Success can create egos, and egos breed power struggles. This is a major problem for many reasons, but mainly in the way egos can change the landscape of a company’s culture. Egos quickly create an “us versus them” mentality, leaving little room for alternative thoughts and opinions. Ultimately, this causes a breakdown in trust, communication, and creativity, because other employees feel unappreciated or undervalued. Inevitably, dysfunction and contention permeate the entire company.
Leaders who have enjoyed long-term success often convince themselves that they have the Midas touch and become arrogant. They ask for input, but in reality, they just want to keep doing it their way. The best and brightest leave in frustration, seeking an environment where their voices are heard and where there is a greater sense of camaraderie.
As organizations grow and evolve, they often wisely create systems and processes aimed at establishing consistency and efficiency. There’s no arguing that policies and protocols are necessary to keep a steady hand on the steering wheel of growth. But companies often fall into the trap of initiating a procedure to handle every step of the business or to solve every issue that might arise.

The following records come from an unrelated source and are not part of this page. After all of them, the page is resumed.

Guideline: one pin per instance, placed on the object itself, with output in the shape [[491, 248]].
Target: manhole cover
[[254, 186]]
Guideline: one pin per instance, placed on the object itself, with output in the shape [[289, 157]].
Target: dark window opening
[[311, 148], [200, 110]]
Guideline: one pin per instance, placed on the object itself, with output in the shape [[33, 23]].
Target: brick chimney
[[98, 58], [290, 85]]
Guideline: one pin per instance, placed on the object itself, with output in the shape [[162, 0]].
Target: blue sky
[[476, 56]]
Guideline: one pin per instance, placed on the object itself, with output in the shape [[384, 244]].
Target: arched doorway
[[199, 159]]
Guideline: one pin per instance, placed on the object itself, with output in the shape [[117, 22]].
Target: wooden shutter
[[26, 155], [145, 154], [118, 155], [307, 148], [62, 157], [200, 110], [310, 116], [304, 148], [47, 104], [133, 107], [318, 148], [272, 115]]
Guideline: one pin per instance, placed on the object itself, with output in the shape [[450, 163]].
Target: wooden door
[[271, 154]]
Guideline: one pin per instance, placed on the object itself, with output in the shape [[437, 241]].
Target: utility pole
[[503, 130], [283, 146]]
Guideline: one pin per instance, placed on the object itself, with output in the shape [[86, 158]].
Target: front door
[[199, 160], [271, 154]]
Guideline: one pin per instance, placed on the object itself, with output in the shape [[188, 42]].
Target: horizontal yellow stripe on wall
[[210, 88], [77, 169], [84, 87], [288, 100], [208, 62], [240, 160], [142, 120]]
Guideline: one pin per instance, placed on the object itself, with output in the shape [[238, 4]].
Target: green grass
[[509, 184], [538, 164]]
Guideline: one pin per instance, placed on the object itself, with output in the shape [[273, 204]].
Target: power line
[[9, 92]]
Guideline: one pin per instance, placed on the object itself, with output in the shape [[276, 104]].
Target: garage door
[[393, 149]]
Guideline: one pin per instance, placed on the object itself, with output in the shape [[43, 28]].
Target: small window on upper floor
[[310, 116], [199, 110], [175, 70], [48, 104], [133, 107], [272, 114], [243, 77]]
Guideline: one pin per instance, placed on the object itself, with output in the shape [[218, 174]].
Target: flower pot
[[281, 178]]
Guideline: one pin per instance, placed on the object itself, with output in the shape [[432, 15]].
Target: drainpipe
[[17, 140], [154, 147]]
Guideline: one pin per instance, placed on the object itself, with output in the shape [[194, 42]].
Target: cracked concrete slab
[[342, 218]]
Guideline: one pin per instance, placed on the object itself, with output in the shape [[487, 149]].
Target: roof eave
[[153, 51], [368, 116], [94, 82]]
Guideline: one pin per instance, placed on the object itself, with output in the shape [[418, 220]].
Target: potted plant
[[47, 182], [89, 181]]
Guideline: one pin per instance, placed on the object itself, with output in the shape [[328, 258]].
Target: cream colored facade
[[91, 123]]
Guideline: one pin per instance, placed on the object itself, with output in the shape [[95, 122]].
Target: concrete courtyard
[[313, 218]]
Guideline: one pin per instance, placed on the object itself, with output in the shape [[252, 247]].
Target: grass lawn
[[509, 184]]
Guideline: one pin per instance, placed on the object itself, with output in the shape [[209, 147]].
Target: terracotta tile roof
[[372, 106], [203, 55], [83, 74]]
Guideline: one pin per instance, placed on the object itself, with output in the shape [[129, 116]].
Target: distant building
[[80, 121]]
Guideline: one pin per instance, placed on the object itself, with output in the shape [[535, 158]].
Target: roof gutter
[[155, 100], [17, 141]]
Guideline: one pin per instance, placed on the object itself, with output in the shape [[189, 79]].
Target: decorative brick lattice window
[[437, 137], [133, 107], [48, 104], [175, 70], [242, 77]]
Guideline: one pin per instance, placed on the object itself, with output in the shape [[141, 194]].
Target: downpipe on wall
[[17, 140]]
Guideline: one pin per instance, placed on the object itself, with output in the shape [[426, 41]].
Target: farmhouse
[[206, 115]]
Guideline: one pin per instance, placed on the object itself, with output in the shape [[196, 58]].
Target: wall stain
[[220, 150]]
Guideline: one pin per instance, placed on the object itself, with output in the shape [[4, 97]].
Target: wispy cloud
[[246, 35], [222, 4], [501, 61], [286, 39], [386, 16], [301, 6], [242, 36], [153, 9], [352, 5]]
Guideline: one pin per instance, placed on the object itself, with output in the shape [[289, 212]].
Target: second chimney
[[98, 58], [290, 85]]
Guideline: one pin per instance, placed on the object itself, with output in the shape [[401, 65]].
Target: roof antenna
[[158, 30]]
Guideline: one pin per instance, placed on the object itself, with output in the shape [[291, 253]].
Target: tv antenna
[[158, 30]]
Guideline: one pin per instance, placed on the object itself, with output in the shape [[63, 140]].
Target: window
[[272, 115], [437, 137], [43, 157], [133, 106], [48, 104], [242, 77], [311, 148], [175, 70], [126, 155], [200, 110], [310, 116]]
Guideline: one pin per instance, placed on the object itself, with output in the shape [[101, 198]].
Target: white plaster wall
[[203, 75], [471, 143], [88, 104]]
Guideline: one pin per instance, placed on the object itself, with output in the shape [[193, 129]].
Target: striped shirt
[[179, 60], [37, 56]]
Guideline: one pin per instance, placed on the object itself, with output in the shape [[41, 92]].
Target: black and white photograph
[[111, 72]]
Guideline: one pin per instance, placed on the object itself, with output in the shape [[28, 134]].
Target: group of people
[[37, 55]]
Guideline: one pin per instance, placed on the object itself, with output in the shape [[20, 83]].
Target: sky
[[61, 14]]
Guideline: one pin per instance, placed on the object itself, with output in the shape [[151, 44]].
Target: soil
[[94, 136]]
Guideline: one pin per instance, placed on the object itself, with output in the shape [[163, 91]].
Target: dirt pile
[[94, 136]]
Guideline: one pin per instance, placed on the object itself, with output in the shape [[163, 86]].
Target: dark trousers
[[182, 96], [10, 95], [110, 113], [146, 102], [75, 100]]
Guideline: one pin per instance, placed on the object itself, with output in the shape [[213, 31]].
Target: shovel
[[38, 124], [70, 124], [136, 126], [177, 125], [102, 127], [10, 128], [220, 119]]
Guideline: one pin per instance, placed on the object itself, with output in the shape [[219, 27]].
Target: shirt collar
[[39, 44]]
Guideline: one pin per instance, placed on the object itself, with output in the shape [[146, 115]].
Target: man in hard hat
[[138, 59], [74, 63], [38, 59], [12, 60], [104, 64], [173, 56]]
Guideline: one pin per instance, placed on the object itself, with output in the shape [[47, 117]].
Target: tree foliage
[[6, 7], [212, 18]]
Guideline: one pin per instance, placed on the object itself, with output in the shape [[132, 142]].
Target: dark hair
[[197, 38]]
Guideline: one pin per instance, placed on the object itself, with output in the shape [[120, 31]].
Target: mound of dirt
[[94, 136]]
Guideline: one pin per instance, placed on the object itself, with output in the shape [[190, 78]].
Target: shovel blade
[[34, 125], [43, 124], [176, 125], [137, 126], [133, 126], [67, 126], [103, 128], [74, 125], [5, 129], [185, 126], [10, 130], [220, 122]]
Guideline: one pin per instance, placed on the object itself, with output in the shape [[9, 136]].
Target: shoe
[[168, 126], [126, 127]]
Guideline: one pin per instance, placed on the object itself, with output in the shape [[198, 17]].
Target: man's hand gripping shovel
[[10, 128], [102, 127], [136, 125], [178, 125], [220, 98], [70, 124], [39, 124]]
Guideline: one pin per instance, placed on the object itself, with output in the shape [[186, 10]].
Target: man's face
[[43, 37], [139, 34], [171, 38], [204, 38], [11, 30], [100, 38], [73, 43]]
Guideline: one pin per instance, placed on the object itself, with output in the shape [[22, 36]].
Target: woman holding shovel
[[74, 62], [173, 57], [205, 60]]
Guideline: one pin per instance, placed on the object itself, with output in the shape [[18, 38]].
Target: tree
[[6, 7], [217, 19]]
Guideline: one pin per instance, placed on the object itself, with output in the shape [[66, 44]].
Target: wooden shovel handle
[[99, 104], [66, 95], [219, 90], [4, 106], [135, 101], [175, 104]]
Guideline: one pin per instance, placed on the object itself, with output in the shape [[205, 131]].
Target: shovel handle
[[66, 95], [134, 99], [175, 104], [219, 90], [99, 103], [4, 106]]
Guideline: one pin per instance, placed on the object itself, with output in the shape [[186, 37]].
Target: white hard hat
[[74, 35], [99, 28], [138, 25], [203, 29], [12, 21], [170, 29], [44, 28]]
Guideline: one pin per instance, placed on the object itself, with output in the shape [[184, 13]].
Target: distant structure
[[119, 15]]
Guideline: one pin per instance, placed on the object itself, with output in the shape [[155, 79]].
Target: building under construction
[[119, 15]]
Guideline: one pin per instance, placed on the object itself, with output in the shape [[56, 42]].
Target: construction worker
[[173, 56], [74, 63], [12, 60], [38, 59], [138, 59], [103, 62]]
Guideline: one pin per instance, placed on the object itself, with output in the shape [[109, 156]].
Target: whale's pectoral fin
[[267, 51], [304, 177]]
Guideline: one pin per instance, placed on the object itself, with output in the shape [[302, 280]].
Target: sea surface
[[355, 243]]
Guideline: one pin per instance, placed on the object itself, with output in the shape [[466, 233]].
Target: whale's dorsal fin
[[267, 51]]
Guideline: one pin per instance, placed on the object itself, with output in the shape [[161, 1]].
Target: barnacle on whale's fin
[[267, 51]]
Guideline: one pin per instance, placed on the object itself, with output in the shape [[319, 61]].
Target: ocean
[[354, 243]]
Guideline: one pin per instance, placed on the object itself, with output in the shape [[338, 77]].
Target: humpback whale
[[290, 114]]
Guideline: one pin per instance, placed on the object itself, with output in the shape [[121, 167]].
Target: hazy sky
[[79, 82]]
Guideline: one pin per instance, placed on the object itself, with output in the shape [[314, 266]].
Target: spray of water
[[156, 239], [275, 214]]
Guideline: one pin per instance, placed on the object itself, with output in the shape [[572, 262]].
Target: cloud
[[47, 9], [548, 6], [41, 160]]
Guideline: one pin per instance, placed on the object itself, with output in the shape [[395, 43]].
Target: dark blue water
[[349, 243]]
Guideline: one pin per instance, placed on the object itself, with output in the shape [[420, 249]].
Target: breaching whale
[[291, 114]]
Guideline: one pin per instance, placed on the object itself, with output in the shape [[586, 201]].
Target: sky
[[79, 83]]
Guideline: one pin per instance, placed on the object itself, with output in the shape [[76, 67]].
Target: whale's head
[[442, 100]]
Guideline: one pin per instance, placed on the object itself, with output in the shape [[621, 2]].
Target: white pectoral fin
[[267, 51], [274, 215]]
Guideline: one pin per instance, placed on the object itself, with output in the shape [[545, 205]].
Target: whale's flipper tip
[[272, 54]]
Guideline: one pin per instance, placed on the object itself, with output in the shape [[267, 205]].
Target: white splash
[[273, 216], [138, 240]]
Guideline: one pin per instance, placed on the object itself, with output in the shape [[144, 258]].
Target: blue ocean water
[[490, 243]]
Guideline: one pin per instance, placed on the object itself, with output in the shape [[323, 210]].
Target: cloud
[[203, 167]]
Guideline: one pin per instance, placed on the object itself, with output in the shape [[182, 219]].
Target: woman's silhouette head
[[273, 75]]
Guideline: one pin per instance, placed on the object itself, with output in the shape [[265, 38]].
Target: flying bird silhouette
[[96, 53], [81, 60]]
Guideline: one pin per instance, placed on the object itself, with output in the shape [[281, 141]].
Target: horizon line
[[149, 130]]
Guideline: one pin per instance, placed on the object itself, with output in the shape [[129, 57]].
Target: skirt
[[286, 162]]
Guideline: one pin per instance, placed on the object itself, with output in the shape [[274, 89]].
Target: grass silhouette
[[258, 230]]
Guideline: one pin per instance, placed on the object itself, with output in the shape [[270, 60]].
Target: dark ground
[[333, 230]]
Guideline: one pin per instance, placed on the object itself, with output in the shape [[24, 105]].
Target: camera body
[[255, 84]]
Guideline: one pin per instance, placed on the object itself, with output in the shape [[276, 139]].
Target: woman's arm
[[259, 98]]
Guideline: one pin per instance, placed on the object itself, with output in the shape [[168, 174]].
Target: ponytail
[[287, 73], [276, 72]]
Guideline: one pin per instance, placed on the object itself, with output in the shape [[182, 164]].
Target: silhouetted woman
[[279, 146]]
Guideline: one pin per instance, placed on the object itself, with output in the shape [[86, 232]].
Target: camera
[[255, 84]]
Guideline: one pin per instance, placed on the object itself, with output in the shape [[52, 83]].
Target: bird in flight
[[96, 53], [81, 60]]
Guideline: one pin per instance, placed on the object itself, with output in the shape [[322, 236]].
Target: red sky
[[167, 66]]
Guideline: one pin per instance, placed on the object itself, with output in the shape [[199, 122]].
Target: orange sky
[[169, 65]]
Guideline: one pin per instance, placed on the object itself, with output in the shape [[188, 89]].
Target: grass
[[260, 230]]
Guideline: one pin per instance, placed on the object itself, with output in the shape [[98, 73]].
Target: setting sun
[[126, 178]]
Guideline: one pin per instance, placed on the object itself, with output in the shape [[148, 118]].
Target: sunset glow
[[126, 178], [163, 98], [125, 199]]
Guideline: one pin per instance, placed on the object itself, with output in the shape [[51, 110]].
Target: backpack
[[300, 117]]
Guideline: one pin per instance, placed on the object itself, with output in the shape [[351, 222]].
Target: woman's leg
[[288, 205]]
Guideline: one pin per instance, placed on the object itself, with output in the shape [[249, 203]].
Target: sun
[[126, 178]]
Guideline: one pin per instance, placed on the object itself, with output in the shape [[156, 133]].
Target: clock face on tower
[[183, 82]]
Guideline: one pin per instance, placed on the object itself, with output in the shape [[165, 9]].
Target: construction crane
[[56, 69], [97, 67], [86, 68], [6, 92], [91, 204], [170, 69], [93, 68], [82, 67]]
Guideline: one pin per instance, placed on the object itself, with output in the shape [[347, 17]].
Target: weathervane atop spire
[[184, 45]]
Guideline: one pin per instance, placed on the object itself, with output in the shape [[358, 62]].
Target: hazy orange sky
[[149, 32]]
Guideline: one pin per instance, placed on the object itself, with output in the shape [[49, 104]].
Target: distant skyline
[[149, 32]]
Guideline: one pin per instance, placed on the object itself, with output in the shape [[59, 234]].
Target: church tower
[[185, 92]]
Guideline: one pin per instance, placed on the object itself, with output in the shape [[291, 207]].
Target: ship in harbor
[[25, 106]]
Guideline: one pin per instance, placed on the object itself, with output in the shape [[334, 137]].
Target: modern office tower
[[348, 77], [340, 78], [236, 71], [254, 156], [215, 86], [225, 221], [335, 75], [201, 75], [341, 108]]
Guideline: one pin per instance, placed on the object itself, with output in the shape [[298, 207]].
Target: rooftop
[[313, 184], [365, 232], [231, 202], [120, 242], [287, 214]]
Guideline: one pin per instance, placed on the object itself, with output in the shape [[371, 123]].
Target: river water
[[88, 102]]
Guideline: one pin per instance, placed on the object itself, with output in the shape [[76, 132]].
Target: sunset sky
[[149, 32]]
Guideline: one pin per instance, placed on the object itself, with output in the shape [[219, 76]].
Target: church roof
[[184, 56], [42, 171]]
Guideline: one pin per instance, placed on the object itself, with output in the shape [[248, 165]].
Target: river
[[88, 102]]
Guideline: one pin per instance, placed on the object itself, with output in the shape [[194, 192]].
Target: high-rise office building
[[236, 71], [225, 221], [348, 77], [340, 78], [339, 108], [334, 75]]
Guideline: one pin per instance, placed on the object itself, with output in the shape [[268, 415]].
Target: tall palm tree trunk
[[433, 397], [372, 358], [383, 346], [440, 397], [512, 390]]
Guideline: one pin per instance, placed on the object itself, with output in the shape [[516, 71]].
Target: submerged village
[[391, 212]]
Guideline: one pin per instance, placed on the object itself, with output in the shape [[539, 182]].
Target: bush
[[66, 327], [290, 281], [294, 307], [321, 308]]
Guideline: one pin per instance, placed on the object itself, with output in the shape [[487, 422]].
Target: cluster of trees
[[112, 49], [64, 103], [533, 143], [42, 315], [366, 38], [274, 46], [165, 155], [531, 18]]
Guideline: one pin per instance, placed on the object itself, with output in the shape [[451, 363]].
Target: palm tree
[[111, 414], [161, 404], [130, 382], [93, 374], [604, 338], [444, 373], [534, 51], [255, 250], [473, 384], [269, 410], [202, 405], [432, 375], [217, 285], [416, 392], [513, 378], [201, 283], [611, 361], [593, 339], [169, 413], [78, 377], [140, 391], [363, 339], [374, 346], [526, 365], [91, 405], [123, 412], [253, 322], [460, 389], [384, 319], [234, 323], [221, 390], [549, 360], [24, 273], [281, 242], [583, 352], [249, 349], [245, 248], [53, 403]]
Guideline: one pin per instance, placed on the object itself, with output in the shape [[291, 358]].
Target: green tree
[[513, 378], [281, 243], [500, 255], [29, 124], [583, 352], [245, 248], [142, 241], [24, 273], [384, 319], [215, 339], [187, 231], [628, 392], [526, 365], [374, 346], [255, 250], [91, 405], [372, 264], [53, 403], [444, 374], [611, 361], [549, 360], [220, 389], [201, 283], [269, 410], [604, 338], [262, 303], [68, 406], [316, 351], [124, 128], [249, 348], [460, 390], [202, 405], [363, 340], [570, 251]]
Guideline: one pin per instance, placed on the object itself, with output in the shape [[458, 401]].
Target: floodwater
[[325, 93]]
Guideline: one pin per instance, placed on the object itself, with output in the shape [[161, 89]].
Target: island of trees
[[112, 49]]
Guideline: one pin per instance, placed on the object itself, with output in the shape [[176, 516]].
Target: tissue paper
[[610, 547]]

Even more insidious is when a company develops policies that are not aligned with core values—policies that might negatively impact its lifeblood of customers or demonstrate a lack of trust in its essential frontline employees. The customer has to wait, and the employee feels a definite lack of trust. Processes can quickly become barriers to innovation; sometimes less is more. Fewer, more streamlined processes can translate to better ease of understanding and implementation for employees. Greater innovation is also enabled, and that makes for a more engaged workforce, which is vital for growth.
Surveyed employees often list micromanagement as a top complaint. It kills motivation, creativity, engagement, and job satisfaction. Employers need team members who will do more than what they are told, employees who will be creative and willing to try new approaches and solutions. Many of today’s employees crave autonomy, so if you’re running your department or division (or even company) with a “command and control, looking over their shoulder, second-guessing” style, you will ramp up employee turnover. The first to go will be your top performers, as they’ll find it easiest to snag positions at more openminded, collaborative organizations.
The Result is Disengagement
These five issues lead to the creation of the big one: a company culture teeming with disengaged employees.
When it comes to growing a small-to-medium business (SMB), the saying “Starting is easy, finishing is hard” has never rung truer. Automated marketing, crowdfunding, and other tools make it easier than ever to find customers and obtain enough financial backing to get a small business off the ground and continue to expand. However, I’ve found that organizations that have achieved exceptional success—reaching revenues between $100 million and $500 million— often hit a brick wall. Getting to the next level is more difficult than anticipated. Indeed, it takes something special to continue to knock through that wall. I’d argue that the “something special” is your culture. Here’s why.
According to the Small Business Administration (SBA), small businesses (classified as those with less than five hundred employees) make up 99.7 percent of all US firms, which, in turn, accounts for more than 64 percent of net new jobs. Wow! Small businesses are adding new jobs faster than their larger competitors, but their share of total employment remains steady. While they are a huge engine of growth, most will never make it out of the small business category. Why is it so hard for a small business to grow beyond the initial startup phase? Sometimes the market just isn’t there for their product or service, but more often, it’s a problem with their culture.